Снимая у порога калоши и стряхивая с головы и с плеч капли дождя, Марфа ворчит:
– Это чё ж такое, батюшки. Небо, видно, прохудилось. Льёт и льёт, льёт и льёт. И до каких же пор так оно будет?… Видать, до снега.
– Да, – говорит Семён. – В такую погоду путний хозяин и собаку со двора не выгонит, не то что…
– Ты это о чём?
– Да не о чём, а о собаке. Ты куриц счас будешь опаливать?
– Ну а когда?
– Опаливай, опаливай. Я спать пошёл.
– Ступай, спи, – Марфа взяла с табуретки ощипанную курицу и подалась с нею на кухню. – Тронулся уж… в четыре часа дня спать ложиться.
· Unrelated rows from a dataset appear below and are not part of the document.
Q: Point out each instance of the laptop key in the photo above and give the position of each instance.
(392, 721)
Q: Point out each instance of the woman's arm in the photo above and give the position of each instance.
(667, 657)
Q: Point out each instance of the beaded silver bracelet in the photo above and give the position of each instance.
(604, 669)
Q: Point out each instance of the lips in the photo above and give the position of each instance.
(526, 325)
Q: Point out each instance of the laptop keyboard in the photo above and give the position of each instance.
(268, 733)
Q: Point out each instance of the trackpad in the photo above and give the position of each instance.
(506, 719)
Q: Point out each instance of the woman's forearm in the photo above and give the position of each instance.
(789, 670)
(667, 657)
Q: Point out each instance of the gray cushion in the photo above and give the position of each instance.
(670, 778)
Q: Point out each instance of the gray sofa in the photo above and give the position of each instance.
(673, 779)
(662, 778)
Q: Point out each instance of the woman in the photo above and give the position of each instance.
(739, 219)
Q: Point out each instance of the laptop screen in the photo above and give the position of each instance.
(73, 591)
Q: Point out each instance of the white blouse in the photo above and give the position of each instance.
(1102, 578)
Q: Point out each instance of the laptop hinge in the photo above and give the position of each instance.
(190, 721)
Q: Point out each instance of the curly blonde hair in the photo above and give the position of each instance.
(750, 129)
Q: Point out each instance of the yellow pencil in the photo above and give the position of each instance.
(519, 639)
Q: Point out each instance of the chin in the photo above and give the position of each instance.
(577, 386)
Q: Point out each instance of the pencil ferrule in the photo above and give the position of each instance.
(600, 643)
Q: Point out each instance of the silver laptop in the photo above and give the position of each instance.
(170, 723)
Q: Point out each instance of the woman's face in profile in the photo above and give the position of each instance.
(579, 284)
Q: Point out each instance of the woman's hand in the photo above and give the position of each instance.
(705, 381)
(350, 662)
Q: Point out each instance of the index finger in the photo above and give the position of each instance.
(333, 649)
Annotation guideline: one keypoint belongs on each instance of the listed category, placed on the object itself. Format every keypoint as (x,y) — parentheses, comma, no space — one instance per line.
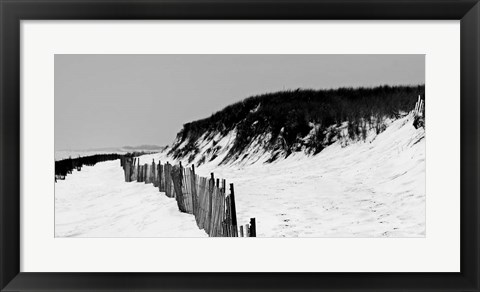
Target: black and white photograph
(248,145)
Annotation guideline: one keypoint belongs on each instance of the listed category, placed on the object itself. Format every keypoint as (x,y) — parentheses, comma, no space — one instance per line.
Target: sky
(119,100)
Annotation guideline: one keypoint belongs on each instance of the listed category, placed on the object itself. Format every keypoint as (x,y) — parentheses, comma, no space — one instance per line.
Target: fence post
(253,228)
(234,211)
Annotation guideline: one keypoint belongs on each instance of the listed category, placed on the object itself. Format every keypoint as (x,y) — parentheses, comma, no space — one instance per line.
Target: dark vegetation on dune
(288,116)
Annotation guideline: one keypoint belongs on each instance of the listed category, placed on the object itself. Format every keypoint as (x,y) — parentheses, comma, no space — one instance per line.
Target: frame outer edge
(470,142)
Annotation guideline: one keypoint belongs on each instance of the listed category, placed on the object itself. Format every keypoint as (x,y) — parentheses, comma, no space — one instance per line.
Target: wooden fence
(66,166)
(205,198)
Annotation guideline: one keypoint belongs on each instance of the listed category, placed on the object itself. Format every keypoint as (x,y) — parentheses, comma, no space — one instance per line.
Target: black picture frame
(13,11)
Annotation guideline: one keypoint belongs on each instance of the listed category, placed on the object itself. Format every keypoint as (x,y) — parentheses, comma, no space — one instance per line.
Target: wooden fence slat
(205,198)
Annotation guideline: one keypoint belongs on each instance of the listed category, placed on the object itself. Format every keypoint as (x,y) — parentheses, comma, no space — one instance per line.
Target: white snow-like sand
(366,189)
(97,202)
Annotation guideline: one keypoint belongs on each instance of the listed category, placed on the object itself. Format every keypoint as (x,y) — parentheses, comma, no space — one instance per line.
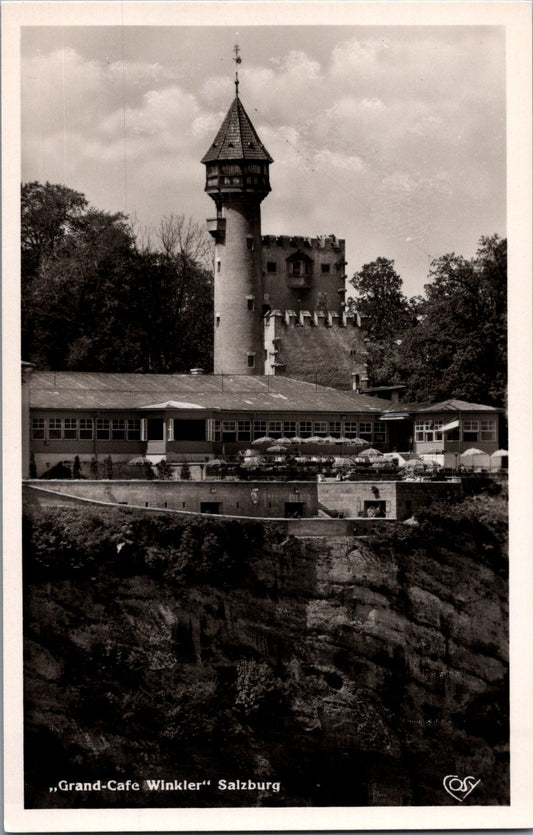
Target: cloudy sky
(390,137)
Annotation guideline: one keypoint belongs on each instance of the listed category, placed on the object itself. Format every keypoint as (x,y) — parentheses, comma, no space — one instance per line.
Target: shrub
(164,471)
(59,470)
(76,470)
(108,467)
(185,472)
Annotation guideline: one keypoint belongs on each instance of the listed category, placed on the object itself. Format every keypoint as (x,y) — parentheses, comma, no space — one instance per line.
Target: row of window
(473,430)
(85,429)
(122,429)
(297,267)
(246,430)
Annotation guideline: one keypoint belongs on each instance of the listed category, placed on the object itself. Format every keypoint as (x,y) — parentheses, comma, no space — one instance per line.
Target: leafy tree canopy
(92,299)
(380,300)
(459,346)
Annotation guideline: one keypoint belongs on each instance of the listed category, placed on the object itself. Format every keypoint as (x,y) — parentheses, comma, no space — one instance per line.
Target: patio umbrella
(412,463)
(264,440)
(371,453)
(468,453)
(139,460)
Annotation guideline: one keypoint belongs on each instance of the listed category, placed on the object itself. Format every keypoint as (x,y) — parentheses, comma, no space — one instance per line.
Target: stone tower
(237,178)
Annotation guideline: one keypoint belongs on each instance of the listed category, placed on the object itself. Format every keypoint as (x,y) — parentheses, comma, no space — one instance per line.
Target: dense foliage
(450,343)
(94,299)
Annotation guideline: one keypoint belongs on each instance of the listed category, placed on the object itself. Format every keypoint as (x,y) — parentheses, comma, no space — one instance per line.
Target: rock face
(351,672)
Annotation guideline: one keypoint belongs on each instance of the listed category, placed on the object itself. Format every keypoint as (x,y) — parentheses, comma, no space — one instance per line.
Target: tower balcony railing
(216,226)
(301,281)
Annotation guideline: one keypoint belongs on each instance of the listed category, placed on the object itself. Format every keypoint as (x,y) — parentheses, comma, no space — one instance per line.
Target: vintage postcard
(267,435)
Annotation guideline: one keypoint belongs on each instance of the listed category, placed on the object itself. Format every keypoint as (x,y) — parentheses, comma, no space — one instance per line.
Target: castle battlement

Семён, стоя в другой комнате перед кроватью, замер со стянутой на голову рубахой, дослушал то, что говорила Марфа, и, бросая рубаху на заваленный выстиранным, но не отглаженным ещё бельём стол, ответил – себе, скорее, чем жене:
– А чё ещё… в такую хлюзь? Не за бабочками же гоняться. Не… как его там… бабочек-то ловят?
Падая в постель и скрипя пружинами кровати, Семён не расслышал, что прокричала ему с кухни Марфа. Устроившись удобнее и замерев, переспросил:
– А, чё ты там?
– Я говорю, кино по телевизору сёдня какое-то.
– Какое?!
– Любовное, говорят.
– Ну и хрен с ём, с кином. Всё равно света Мишка вам не включит: деньги в колхозишке давали… не до любови.
Семён уже дремал, когда Марфа, справившись с делами по хозяйству, разделась в темноте и перелезла через него на своё место – у стенки.
* * *
Начало светать. Уже можно было различить на подоконниках горшки с геранью и петуньями. Марфа проснулась первой и чуть раньше обычного. Сон её перебило какое-то особенное беспокойство. За окнами было тихо, если не считать за шум напирающий на стёкла лёгкий ветерок и звонко шлёпающие в палисаднике капли. Марфа лежала на боку, лицом к стене. Приподняв голову с подушки, она прислушалась: не кажется ли? Не поворачиваясь, она ткнула пяткой мужа.
– Э-э…
– У-у…
– Слышишь?
– Слышу.
– Чё ты слышишь?
– Тебя.
– Да ты послушай-ка, дождя-то будто нет.
– Ну, и чё?
– И ветерок.
– И чё, что ветерок?
– И капли – редкие вон…
– Ну, дак и чё?
– Даты проснись!.. Дождя-то будто нет… И небо ясное.
– Надолго ли?
– А может, и наладится?
– Хрен с ней, пусть ладится. Не скидывай одеяло!
– Ты чё, не выспался ещё? Давай вставай. Хватит валяться. Сутки, ли чё ли, дрыхнуть будешь?
– И чё? И буду.
– Нет, вставай!
– Вставай, если тебе надо.
– Через тебя мне, чё ли, перелазить?
– Перелезешь. Не первый раз…
Марфа перевалила через Семёна ноги, села на него, как на бревно, и скатилась грузно на пол.
– У-ух, кор-р-рова многотелая, – простонал Семён.